Due to past issues with IDZ zoning, City Council at the request of Councilman Roberto Treviño (D1) created a task force that is currently reviewing the designation and will present recommendations in May – likely why developers are so desperate to gain the IDZ designation.
Longtime neighbors with single-family homes in the area need protection, too, because with 1,000 more cars in the area, traffic will clog up Rische, Daniel, Guenther, and Sweet streets, as well as Camp and Flores streets. Extending Guenther Street across South Flores Street, as developers have proposed, won’t solve the traffic problem either.
The neighborhood cannot support this type of traffic and density. Looming buildings belong downtown, which officially begins north of Arsenal. Even at four stories with a parking garage, the Deansteel project would block views of Ruby City from the surrounding area.
This project fits neither the zoning criteria for approval in the section on “Consistency, Adverse Impacts of Neighboring Lands or Suitability as Presently Zoned” nor the careful, unique vision the neighborhood and City have deployed in the past, with small retail and art venues popping up in support of our strong artist community. That’s why the City’s Zoning Commission denied Deansteel’s request.
Ruby City promises to put the King William/Southtown area – and the entire city of San Antonio – on the map as a globally recognized destination for the arts, thanks to Linda Pace’s vision and generosity and careful collaboration with city planners. But now the developer will try to persuade City Council to override the decision, as it makes the final call on zoning requests.
The nearby San Pedro Creek has enormous potential, but allowing developers to rezone and run with their projects could transform a jewel into an eyesore by blocking the view of what is certain to become an international landmark. I commend Treviño, whose district is home to Ruby City, for initially voicing opposition to the development. (On April 17, he committed to working with both sides for an acceptable compromise.)
Deansteel’s project is not appropriate for the area. It is a slap in the face of the people who, over many years, had a hand in shaping our city into one of the most unique, vibrant communities in the United States.

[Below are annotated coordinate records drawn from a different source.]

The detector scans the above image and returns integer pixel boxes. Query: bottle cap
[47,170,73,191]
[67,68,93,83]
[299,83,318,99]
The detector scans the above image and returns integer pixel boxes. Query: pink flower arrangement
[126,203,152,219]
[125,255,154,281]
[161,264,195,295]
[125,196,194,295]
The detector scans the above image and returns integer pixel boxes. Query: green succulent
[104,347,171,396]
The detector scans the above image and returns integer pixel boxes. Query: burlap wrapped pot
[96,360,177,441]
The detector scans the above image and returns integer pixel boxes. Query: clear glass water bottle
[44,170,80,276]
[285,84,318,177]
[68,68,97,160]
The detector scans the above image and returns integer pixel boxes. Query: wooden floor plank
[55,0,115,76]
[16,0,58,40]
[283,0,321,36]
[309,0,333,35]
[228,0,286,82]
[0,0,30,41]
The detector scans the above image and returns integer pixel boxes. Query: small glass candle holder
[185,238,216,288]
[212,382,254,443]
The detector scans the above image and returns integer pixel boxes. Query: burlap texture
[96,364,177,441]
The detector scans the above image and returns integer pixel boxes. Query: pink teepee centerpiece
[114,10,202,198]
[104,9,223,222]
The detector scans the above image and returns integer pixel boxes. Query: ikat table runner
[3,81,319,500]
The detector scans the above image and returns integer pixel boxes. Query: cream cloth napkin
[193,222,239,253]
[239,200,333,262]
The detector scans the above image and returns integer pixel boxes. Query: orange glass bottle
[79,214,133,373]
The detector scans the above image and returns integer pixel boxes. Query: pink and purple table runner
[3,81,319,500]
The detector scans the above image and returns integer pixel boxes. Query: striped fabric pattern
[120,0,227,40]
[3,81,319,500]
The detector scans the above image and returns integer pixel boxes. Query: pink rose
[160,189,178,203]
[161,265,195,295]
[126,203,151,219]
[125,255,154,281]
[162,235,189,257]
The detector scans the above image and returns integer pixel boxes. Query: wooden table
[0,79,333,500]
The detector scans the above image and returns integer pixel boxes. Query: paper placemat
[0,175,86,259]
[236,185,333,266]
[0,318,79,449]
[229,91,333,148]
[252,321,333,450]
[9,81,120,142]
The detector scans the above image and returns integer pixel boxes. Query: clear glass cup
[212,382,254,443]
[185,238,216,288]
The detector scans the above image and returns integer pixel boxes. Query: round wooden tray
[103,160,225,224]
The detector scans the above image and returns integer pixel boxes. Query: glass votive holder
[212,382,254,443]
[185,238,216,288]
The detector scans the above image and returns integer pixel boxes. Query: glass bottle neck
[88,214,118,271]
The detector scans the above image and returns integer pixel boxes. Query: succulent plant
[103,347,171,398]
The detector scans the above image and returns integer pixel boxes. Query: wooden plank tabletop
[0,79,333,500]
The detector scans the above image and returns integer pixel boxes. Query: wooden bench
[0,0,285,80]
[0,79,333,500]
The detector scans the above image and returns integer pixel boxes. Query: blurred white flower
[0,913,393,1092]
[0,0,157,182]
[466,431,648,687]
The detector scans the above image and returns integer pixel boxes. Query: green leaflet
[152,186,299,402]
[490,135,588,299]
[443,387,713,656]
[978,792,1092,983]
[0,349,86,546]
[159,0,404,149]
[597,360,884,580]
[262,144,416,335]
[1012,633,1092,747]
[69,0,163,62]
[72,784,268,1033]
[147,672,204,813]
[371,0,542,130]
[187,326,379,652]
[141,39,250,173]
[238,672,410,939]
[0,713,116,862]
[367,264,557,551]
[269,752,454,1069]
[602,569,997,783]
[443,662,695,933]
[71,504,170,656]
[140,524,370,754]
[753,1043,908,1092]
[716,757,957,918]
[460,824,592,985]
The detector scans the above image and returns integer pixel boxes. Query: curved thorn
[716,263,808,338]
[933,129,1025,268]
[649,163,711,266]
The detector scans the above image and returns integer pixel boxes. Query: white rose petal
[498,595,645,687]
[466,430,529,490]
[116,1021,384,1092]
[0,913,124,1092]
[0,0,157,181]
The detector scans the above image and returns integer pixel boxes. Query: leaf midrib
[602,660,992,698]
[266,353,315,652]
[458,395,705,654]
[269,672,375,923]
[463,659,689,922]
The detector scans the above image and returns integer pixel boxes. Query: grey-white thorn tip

I hope other architectural firms and more thoughtful developers step up to propose a more compatible, exciting plan to Deansteel President John Dean, whom I would encourage to forego the current design.
I implore City Council to heed the Infill Development Zone task force’s recommendations and see what innovative ventures bloom out of the proposed viewshed ordinance. To citizens, I say: Speak up. Your voice matters.
For Linda Pace’s legacy, and for our city’s sake: Be amazing.